EXERCISE & DIABETES. BERNARD, Claude. Sur une nouvelle fonction du foie chez l'homme et les animaux. (Séance du Lundi 21 Octobre 1850). In: Compte Rendu. Tome 31, no. 17, 1850, pp. 571-574. 4to., 275 x 220 mm, bound in late nineteenth-century French red half morocco over marbled boards. Paris: Compte Rendu, 1850.
First Appearance of this landmark of biochemistry, offering a revolutionary view on contemporary understanding of diabetes, hypoglycemia, insulin production, and glycogen depletion from endurance exercise. Glycogen, the analogue for starch, is a molecule that serves as the secondary long-term energy storage in the human body and is produced primarily by the liver and in muscles. The importance of Bernard's investigations would be difficult to over-emphasize.
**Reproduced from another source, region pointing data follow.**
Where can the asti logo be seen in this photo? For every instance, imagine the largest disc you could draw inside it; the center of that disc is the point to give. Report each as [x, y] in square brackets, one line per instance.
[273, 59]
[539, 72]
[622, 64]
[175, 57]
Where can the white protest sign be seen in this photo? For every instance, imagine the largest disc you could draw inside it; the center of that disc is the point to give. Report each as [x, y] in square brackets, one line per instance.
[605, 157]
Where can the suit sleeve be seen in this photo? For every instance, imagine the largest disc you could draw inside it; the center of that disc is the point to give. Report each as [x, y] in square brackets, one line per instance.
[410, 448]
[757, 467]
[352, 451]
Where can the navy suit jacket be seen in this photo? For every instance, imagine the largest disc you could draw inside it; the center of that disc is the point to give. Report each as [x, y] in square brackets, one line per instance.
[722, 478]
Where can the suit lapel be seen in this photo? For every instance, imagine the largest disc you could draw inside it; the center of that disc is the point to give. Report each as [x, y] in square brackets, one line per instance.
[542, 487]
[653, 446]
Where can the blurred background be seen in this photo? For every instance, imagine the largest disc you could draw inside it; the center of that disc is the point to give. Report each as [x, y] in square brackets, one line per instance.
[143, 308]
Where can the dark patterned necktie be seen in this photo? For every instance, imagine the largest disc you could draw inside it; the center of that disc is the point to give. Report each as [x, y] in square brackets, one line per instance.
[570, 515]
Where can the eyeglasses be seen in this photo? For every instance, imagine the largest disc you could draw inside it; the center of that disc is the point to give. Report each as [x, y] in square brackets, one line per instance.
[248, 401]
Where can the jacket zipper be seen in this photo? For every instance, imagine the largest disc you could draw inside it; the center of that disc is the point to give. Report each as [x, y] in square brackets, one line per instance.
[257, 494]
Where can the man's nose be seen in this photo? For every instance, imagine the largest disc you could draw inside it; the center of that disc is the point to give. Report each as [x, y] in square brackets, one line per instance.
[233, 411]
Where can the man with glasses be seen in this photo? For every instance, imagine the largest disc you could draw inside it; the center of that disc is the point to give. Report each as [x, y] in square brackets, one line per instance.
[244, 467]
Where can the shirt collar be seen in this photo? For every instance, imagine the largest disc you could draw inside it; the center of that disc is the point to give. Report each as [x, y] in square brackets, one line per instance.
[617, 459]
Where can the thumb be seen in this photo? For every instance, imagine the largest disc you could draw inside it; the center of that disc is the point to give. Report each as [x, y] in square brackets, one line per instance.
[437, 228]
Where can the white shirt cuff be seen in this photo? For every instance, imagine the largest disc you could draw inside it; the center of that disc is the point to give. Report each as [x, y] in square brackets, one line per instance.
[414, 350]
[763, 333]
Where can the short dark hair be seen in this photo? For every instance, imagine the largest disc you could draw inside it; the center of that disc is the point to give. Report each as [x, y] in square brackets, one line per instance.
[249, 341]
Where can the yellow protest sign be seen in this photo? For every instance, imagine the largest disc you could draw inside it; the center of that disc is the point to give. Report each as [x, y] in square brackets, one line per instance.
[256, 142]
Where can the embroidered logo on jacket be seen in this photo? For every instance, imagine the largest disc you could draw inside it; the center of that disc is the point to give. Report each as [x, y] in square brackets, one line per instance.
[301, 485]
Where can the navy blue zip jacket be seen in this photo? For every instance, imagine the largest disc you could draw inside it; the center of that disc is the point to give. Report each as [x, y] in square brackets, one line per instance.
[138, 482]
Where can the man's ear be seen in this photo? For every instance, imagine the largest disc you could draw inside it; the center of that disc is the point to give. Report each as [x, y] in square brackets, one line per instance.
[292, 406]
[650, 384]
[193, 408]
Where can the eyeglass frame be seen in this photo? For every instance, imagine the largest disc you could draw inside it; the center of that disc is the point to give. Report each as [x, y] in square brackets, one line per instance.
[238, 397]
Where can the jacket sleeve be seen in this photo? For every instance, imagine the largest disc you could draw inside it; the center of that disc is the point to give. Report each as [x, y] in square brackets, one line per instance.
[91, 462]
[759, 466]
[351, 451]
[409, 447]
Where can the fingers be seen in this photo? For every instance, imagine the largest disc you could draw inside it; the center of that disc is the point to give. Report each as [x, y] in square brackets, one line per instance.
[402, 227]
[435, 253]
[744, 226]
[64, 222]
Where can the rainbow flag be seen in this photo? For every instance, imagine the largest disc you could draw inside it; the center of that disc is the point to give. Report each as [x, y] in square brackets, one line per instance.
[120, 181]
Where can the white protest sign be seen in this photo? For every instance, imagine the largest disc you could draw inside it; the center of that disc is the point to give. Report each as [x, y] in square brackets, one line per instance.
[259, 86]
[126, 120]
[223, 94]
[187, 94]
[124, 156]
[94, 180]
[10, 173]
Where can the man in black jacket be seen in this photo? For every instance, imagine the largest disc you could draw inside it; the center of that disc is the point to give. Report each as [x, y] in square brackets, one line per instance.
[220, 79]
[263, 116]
Claude Bernard (1813-1878) has been called by 'historian of science I. Bernard Cohen of Harvard University "one of the greatest of all men of science." Among many other accomplishments, he was one of the first to suggest the use of "blind experiments" to ensure the objectivity of scientific observations.'
Bernard's scientific treatise was written by one of the greatest physiologists of the 19th century and the founder of experimental medicine. He was Bernard's treatise contains the first announcement of the theory of the glycogenic function of the liver. This four-page report was one of a half dozen which Bernard printed on the subject between 1843 and 1854. He later expanded it into a 92-page dissertation for which he received his doctorate from the Sorbonne in 1853. His research revealed that the liver builds up certain complex substances, including glycogen, from simple nutrients which are brought to the liver via the blood and which are themselves the products of digestion. Extremely rare first appearance of his discoveries.
Dibner, Heralds of Science, no. 131. Horblitt, Grolier Science 100, no. 11a (for the dissertation of 1853). DSB II 24-34.